Moins-values et exonération
Mais au-delà du report ou non, il y a encore des zones d’ombre qui persistent, soulignent les experts. Bruno Colmant revient ainsi sur les aspects techniques de cette loi. Les banques doivent garder la taxe sur les plus-values et la déclarer au fisc au plus tard le 15 du mois d’après. Mais pas les moins-values… qui sont pourtant déductibles. Le contribuable doit donc le faire lui-même, via sa déclaration fiscale. “Il ne récupérera donc cette déduction qu’un an et demi, voire deux ans plus tard”, insiste l’économiste.
L’expert craint aussi que des contribuables ne profitent pas vraiment de ces moins-values, ni de l’exonération de 10.000 euros pour les actifs cotés. Pourquoi ? Parce que le taux de 10% s’appliquera aux investisseurs raisonnables – “les bons pères de famille” – qui investissent pour le long terme. Ceux qui sont considérés comme des investisseurs trop actifs ou des spéculateurs par l’Etat seront eux taxés à 33% sur leur plus-value (ce qui est déjà le cas aujourd’hui). Ceci sera jugé au cas par cas et la limite n’est pas toujours claire.
Pour Bruno Colmant, il y a donc le risque que les contribuables préfèrent ne pas déclarer les moins-values, par peur d’avoir un nombre de transactions trop important et de tomber dans la catégorie du spéculateur. Et ainsi, de ne pas non plus réclamer les taxes sur les plus-values déjà retenues par la banque : les premiers 10.000 euros de plus-value sont en effet exempts d’impôts et peuvent donc être récupérés via la déclaration fiscale.
Non côté et donations
Thierry Litannie, avocat fiscaliste, nous liste encore d’autres zones d’ombre. La première concerne le non coté : la formule de calcul proposée par la loi risque de créer des différences dans les valeurs, face aux valorisations d’entreprises établies par les professionnels du chiffre.
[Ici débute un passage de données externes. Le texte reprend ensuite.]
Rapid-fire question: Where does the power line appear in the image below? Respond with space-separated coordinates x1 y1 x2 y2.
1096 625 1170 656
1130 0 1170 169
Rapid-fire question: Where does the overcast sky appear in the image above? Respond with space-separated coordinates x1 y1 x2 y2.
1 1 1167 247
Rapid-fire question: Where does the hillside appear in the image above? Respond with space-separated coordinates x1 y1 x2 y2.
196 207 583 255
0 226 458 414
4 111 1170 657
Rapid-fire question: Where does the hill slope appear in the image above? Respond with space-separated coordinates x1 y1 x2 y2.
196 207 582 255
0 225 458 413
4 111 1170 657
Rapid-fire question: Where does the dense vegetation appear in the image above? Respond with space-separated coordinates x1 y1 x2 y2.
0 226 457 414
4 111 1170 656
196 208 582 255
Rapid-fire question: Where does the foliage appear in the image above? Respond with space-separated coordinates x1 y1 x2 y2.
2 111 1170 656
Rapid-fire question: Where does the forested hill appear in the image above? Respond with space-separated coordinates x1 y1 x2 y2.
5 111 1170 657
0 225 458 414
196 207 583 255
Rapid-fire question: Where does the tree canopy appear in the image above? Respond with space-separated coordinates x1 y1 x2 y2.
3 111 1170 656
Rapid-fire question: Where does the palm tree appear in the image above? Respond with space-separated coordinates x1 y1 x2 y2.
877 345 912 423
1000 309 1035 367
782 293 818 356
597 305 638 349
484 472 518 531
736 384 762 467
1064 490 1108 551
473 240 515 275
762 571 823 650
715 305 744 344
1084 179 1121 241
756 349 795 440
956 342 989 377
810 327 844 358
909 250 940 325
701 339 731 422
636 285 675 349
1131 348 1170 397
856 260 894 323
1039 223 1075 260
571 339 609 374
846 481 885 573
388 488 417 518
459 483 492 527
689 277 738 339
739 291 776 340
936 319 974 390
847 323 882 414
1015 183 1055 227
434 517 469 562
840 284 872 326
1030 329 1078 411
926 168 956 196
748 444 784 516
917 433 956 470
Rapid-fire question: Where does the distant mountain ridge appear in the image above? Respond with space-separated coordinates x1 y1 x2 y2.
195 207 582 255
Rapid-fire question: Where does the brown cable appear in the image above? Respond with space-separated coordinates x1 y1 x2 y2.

Ce qui pourrait mener à des litiges avec le fisc, au moment de la vente des parts.
Mais il y a aussi la donation d’actifs : lorsque la personne qui reçoit les actifs les revend, la plus-value serait calculée sur le montant payé à l’achat par le donataire et non la valeur au moment de la donation. Ce qui peut être une grosse différence et serait injuste.
Enfin, un autre problème, c’est la non-indexation de la somme exonérée qui est donc de 10.000 euros pour les actifs financiers cotés. Elle pourrait ne pas connaître d’indexation jusqu’en 2030, à l’image de la réforme fiscale. Ce qui augmenterait davantage la pression fiscale sur les détenteurs d’actifs financiers, souligne l’expert.
10%… ou bientôt plus ?
Mais la plus grande zone d’ombre, pour le fiscaliste, est le taux de 10%. Il estime que ce taux pourrait en réalité augmenter rapidement. “Pour l’instant, dans l’objet des discussions, il est bien question de 10%. Mais on l’a déjà vu avec d’autres exemples : quand le précompte mobilier sur les bonis de liquidation est passé à 10%, il ne l’est pas resté longtemps. Il a rapidement augmenté à 25, puis 27, puis 30%. C’est une vieille technique du législateur fiscal belge. Quand un principe est difficile à passer, on le fait passer avec un taux qui n’est pas terrifiant. Une fois que le principe est avalé, il n’y a plus qu’à travailler sur le taux. Certains, dont moi, voient venir le coup aujourd’hui. Ces 10% d’aujourd’hui… ce n’est pas forcément 10% demain ou après-demain”, conclut-il.
Comme la taxe sur les comptes-titres qui pourrait doubler selon les épures budgétaires de Bart De Wever.